Le maître ne cesse de sortir pour venir nous chercher
Probablement
parce que nous ce cessons de quitter la vigne.
La
parabole se déroule en un jour, parce que l’embauche se répète
chaque jour.
Ne
nous croyons pas « embauchés » une fois pour toute !
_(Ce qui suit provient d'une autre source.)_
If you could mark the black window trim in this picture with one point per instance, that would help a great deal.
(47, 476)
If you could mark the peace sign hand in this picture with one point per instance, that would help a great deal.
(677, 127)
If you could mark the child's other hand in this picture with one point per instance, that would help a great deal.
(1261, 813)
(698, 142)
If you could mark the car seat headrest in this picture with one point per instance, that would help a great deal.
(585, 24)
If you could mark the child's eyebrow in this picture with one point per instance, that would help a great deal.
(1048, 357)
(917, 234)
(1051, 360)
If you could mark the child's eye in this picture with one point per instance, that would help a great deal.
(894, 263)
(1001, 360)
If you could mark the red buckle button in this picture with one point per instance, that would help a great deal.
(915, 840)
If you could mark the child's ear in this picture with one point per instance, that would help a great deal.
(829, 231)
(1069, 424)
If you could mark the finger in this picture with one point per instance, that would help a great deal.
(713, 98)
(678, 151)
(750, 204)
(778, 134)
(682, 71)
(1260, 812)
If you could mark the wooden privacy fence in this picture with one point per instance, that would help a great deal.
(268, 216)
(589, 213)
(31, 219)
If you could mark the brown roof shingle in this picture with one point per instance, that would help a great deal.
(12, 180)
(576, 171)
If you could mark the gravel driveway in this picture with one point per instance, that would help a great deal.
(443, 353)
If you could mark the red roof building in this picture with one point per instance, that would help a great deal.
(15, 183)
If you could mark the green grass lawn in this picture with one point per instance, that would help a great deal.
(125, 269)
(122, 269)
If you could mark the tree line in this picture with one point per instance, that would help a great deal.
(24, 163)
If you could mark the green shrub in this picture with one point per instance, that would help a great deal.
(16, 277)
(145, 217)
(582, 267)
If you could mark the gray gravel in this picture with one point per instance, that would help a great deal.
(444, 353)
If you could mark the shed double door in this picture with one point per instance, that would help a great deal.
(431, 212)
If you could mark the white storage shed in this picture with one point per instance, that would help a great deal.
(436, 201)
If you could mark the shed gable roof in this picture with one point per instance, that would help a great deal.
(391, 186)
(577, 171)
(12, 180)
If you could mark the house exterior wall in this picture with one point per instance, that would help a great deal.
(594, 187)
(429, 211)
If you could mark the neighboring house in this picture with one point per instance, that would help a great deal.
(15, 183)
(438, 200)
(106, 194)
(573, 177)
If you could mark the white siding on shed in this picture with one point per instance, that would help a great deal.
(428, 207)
La vocation, l’appel, est à entendre chaque jour, à tout moment
et jusqu’à notre dernière heure.
Nous
n’avons qu’à nous tenir sur la place, les oreilles ouvertes à
son appel, c’est lui qui vient nous chercher.
Il
n’a que faire des leaders, au contraire, il n’aspire qu’à
une chose, que nous soyons égaux, en son amour.
Gravons
au fond de nos cœurs cette phrase qui devrait résonner en nous à
chaque fois que le Seigneur nous déroute :
« mes
pensées ne sont pas vos pensées, vos chemins ne sont pas mes
chemins ».
╬ Amen
Sylvain
diacre
*La fabrication de leaders est absolument contre-évangélique. L'Evangile travaille au surgissement de Serviteurs, de témoins, de disciples, de Saints, de Fils....jamais de leaders.